Lets start implementing the solution.

Pre-Requirements: #

  • Launch an EC2 instance and configure Active Directory Domain Services.
  • Create an EC2 IAM role that will pick the add-domain.exe file from S3 bucket.
  • PS2EXE converter. (Powershell version must be <= 4.0)

AD Server Details: #

  • Domain Name: sqladmin.bhuvi
  • Domain Admin: Administrator
  • Domain Admin Password: mypassword
  • IP Address: 10.10.10.11

Create the Powerhsell script: #

Create a new powershell script and save it as add-ad.pd1

I have saved this file on C:\add-ad.ps1

#Retrieve the AWS instance ID, keep trying until the metadata is available
$instanceID = "null"
while  ($instanceID -NotLike "i-*")  {
Start-Sleep -s 3
$instanceID = invoke-restmethod -uri http://169.254.169.254/latest/meta-data/instance-id
}

#Pass Domain Creds
$username = "sqladmin\Administrator"
$password = "mypassword" | ConvertTo-SecureString -AsPlainText -Force
$cred = New-Object -typename System.Management.Automation.PSCredential($username, $password)

#Adding to domain
Try {
Add-Computer -DomainName sqladmin.bhuvi -Credential $cred -Force -Restart -erroraction 'stop'
}

#Get Error messages in a file
Catch{
echo $_.Exception | Out-File c:\temp\error-joindomain.txt -Append
}

Convert PS file to EXE: #

Now Extract the PS2EXE software. I have extracted it on C:\PS2EXE-v0.5.0.0.

Open PowerhShell windows and switch to C:\PS2EXE-v0.5.0.0 and execute the below command.

cd C:\PS2EXE-v0.5.0.0
.\ps2exe.ps1 -InputFile C:\add-ps1 C:\add-ad.exe

Upload the EXE file to S3: #

Now we need to upload this exe file to a S3 Bucket. You can do this by Console or API or CLI.

I have uploaded this to S3://mybucket/adfile/add-ad.exe

Create EC2 IAM Role: #

The new instances needs to download this file using powershell, so we need to assign an IAM role while launching the instance.

  1. Go to IAM -> Roles -> Cretae Role -> Ec2
  2. RoleName: AD-Adder

Once it is created assign this in line policy.

{
"Version":  "2012-10-17",
"Statement":  [{
"Effect":  "Allow",
"Action":  [
"s3:GetObject",
"s3:ListBucket"
],
"Resource":  ["arn:aws:s3:::mybucket/adfiles/*"]
}]
}

Launch an EC2: #

Its time for testing. Launch an EC2 instance. Attach the Ad-Adder role to the instance.
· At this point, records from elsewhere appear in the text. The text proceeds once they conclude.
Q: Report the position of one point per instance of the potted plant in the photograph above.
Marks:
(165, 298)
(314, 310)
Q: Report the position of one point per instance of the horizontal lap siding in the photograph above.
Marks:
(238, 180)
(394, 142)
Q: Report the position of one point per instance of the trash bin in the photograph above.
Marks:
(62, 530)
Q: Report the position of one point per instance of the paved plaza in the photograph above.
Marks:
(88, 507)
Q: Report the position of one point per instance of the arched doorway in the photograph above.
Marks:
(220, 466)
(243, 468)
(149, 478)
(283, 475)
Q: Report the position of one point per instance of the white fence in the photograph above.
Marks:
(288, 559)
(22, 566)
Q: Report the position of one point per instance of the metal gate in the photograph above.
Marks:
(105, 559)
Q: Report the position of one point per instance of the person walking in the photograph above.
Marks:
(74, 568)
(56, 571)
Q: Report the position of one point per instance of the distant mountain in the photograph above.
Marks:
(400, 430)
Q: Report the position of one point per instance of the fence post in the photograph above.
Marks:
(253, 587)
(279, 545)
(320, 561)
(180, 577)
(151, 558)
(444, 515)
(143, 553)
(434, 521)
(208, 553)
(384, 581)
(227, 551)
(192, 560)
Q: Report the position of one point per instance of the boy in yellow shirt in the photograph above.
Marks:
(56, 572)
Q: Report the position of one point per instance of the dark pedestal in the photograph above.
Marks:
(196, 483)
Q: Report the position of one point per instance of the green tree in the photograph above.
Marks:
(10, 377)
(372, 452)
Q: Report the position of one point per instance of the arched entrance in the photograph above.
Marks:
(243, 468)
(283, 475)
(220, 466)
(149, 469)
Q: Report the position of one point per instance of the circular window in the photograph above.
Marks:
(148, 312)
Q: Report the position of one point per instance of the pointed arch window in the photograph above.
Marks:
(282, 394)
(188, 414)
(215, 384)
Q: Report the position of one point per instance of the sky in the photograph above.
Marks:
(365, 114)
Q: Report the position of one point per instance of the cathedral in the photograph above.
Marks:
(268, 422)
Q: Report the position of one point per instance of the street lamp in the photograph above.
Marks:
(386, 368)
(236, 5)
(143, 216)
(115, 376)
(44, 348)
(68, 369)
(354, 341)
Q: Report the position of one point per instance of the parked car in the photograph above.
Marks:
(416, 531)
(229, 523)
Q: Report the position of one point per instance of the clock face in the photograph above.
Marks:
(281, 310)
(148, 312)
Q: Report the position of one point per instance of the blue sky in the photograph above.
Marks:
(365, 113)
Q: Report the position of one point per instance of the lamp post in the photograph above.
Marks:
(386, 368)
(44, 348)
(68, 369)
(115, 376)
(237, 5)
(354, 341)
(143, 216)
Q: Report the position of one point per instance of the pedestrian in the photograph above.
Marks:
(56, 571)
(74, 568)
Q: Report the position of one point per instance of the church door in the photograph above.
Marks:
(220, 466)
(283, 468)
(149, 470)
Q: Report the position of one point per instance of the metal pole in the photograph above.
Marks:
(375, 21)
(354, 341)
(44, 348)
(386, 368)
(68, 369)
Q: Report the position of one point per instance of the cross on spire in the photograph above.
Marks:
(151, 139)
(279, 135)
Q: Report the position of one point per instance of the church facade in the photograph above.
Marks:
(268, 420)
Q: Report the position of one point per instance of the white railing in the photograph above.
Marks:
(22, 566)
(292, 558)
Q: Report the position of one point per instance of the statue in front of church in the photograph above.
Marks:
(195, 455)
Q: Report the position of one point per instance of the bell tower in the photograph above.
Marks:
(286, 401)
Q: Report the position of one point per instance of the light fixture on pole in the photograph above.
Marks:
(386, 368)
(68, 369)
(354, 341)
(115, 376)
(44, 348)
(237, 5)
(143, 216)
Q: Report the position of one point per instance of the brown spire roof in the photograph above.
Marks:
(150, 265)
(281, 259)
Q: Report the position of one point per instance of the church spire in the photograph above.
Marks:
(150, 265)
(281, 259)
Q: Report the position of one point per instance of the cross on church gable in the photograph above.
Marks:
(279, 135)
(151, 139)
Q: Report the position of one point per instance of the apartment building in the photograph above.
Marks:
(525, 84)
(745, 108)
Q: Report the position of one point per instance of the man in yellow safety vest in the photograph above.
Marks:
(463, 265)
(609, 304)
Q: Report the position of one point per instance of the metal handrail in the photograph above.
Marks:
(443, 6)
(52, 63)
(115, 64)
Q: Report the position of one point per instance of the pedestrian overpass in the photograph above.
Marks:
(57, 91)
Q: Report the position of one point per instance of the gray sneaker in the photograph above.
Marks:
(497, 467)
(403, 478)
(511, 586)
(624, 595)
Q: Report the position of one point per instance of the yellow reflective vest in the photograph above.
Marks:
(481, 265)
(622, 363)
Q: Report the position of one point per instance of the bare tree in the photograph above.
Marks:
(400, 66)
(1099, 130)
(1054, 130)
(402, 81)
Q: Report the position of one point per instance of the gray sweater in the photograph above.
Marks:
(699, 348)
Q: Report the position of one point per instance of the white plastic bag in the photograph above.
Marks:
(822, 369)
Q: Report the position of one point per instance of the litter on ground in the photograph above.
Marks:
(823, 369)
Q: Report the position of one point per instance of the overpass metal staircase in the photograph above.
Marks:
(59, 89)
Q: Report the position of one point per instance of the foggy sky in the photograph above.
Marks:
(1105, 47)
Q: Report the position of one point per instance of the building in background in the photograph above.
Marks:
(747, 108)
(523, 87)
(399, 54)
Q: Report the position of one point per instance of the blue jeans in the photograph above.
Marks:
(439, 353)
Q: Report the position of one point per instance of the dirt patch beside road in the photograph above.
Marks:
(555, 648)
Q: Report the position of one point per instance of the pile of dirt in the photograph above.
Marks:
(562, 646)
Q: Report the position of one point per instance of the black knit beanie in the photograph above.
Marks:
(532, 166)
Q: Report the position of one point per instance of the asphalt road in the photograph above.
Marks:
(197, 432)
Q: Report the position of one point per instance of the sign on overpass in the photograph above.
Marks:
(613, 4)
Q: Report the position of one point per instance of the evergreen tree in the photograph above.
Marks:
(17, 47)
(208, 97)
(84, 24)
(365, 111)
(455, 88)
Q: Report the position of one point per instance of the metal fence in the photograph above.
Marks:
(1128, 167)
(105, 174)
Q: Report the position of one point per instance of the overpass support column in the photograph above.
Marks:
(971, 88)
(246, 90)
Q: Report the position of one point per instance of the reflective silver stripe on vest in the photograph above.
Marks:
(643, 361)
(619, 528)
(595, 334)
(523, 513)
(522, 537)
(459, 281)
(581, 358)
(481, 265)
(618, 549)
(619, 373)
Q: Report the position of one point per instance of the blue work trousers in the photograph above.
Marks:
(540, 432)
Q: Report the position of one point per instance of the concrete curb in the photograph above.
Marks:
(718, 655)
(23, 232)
In UserData section, copy the below code and paste it.

<powershell>
Set-ExecutionPolicy unrestricted -Force
New-Item c:/temp -ItemType Directory -Force
set-location c:/temp
$Eth = Get-NetAdapter | where {$_.ifDesc -notlike "TAP*"} | foreach InterfaceAlias | select -First 1
Set-DNSClientServerAddress -interfaceAlias $Eth -ServerAddresses  ("10.10.10.11")
Start-Sleep -s 5
read-s3object -bucketname mybucket -key adfiles/add.exe -file add-ad.exe
Start-Sleep -s 5
Invoke-Item C:/temp/add-ad.exe
</powershell>

Then select the Storage size, Security group bla bla bla. Then click launch.

Wait for few mins and check the Computer Properties. You’ll see the server is added to the domain.

Automatically Add EC2 Instances to Active Directory Domain

Instead of S3 you can try FTP, SFTP, Shared folders.